Prescindia is a woman of very strong character; and her life has been marked with great decision and self-reliance, both in thought and purpose. She was also endowed with a large, inspired mind—the gifts of prophesy, speaking in tongues, and the power to heal and comfort the sick, being quite pre-eminent in her apostolic life. In appearance she is the very counterpart of the Eliza Huntington whose likeness is published in the book of the Huntington family. A mother in Israel is Sister Prescindia, and the type of one of the Puritan mothers in the olden time. She was sealed to Joseph Smith, and for many years was one of the wives of the famous Heber C. Kimball.

Mother Huntington was also an exemplary saint. She died a victim of the persecutions, when the saints were driven from Missouri, and deserves to be enshrined as a martyr among her people. Her name was Zina Baker, born May 2d, 1786, in Plainfield, Cheshire county, N. H., and married to Wm. Huntington, December 28, 1806. Her father was one of the first physicians in New Hampshire, and her mother, Diantha Dimock, was descended from the noble family of Dymocks, whose representatives held the hereditary knight-championship of England—instance Sir Edward Dymock, Queen Elizabeth's champion.

Mother Huntington was a woman of great faith. "She believed that God would hear and answer prayer in behalf of the sick. The gift of healing was with her before the gospel was restored in its fullness."

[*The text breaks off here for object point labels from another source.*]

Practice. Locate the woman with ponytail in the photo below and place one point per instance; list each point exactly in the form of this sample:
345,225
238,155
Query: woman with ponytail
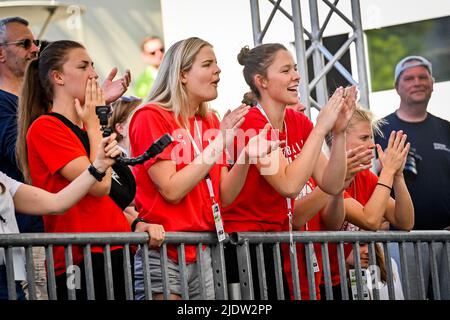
271,73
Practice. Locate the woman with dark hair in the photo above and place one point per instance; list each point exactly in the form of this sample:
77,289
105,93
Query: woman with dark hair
58,98
271,73
36,201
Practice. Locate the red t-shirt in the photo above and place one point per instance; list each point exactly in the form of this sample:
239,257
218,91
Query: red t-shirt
52,145
193,212
259,207
315,224
361,190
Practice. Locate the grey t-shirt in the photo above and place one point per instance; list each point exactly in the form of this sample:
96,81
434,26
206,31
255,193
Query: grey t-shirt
8,223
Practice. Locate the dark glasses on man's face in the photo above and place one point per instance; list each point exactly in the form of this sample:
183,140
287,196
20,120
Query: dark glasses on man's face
152,53
25,43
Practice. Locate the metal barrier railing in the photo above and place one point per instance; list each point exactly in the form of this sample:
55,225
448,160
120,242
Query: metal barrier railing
106,240
418,240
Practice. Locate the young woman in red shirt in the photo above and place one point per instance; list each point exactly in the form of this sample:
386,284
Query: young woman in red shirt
184,187
271,73
63,81
368,203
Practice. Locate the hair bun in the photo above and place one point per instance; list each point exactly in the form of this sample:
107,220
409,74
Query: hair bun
243,55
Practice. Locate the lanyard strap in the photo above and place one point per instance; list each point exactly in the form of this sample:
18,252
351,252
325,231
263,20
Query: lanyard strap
288,200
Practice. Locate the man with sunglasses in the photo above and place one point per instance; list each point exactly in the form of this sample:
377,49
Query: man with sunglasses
17,48
152,49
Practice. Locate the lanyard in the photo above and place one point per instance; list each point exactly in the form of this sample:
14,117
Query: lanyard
215,206
197,152
288,200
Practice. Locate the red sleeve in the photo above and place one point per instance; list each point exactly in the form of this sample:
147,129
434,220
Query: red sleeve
214,123
254,122
372,180
147,125
307,125
347,195
54,142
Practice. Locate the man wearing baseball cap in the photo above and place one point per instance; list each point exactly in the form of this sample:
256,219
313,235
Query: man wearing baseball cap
427,168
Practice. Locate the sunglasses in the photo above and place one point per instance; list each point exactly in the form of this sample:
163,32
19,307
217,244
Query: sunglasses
130,98
25,43
152,53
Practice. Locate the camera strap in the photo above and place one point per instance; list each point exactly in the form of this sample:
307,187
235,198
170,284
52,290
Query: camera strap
123,184
288,200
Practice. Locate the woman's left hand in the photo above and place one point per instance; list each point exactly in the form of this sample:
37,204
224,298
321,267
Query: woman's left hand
231,121
93,97
155,232
347,110
114,89
259,146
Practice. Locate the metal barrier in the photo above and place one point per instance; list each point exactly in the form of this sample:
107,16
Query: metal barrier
106,240
417,240
415,289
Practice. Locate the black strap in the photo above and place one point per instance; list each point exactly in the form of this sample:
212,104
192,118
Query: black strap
80,133
123,184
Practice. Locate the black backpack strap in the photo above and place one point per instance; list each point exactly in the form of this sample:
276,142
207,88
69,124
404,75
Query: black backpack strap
81,134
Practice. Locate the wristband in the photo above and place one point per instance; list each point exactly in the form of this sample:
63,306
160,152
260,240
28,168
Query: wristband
95,173
135,222
384,185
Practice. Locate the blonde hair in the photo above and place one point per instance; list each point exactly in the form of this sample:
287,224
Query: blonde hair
168,91
122,111
364,114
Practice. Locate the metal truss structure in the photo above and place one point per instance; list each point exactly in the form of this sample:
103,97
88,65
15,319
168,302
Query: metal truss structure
317,49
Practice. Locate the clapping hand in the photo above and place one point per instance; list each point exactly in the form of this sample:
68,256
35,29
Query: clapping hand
93,97
394,157
114,89
259,146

Thus testify her daughters of their mother, whose spirit of faith was also instilled into their own hearts, preparing them to receive the gospel of a great spiritual dispensation, and for that apostolic calling among the sick, to which their useful lives have been greatly devoted.

Father and Mother Huntington had both been strict Presbyterians; but about the time of the organization of the Latter-day Church he withdrew from the congregation, which had become divided over church forms, and commenced an earnest examination of the Scriptures for himself. To his astonishment he discovered that there was no church extant, to his knowledge, according to the ancient pattern, with apostles and prophets, nor any possessing the gifts and powers of the ancient gospel. For the next three years he was as a watcher for the coming of an apostolic mission, when one day Elder Joseph Wakefield brought to his house the Book of Mormon. Soon his family embraced the Latter-day faith, rejoicing in the Lord. Himself and wife, and his son Dimock and his wife, with "Zina D.," then only a maiden, were the first of the family baptized. Zina was baptized by Hyrum Smith, in Watertown, August 1st, 1835.

Prescindia at that time was living with her husband at Loraine, a little village eighteen miles from her native place, when her mother, in the summer of 1835, brought to her the Book of Mormon and her first intelligence of the Mormon prophet. She gathered to Kirtland in May, 1836, and was baptized on the 6th of the following June, and was confirmed by Oliver Cowdry.

"In Kirtland," she says, "we enjoyed many very great blessings, and often saw the power of God manifested. On one occasion I saw angels clothed in white walking upon the temple. It was during one of our monthly fast meetings, when the saints were in the temple worshipping. A little girl came to my door and in wonder called me out, exclaiming, 'The meeting is on the top of the meeting house!' I went to the door, and there I saw on the temple angels clothed in white covering the roof from end to end. They seemed to be walking to and fro; they appeared and disappeared. The third time they appeared and disappeared before I realized that they were not mortal men. Each time in a moment they vanished, and their reappearance was the same. This was in broad daylight, in the afternoon. A number of the children in Kirtland saw the same.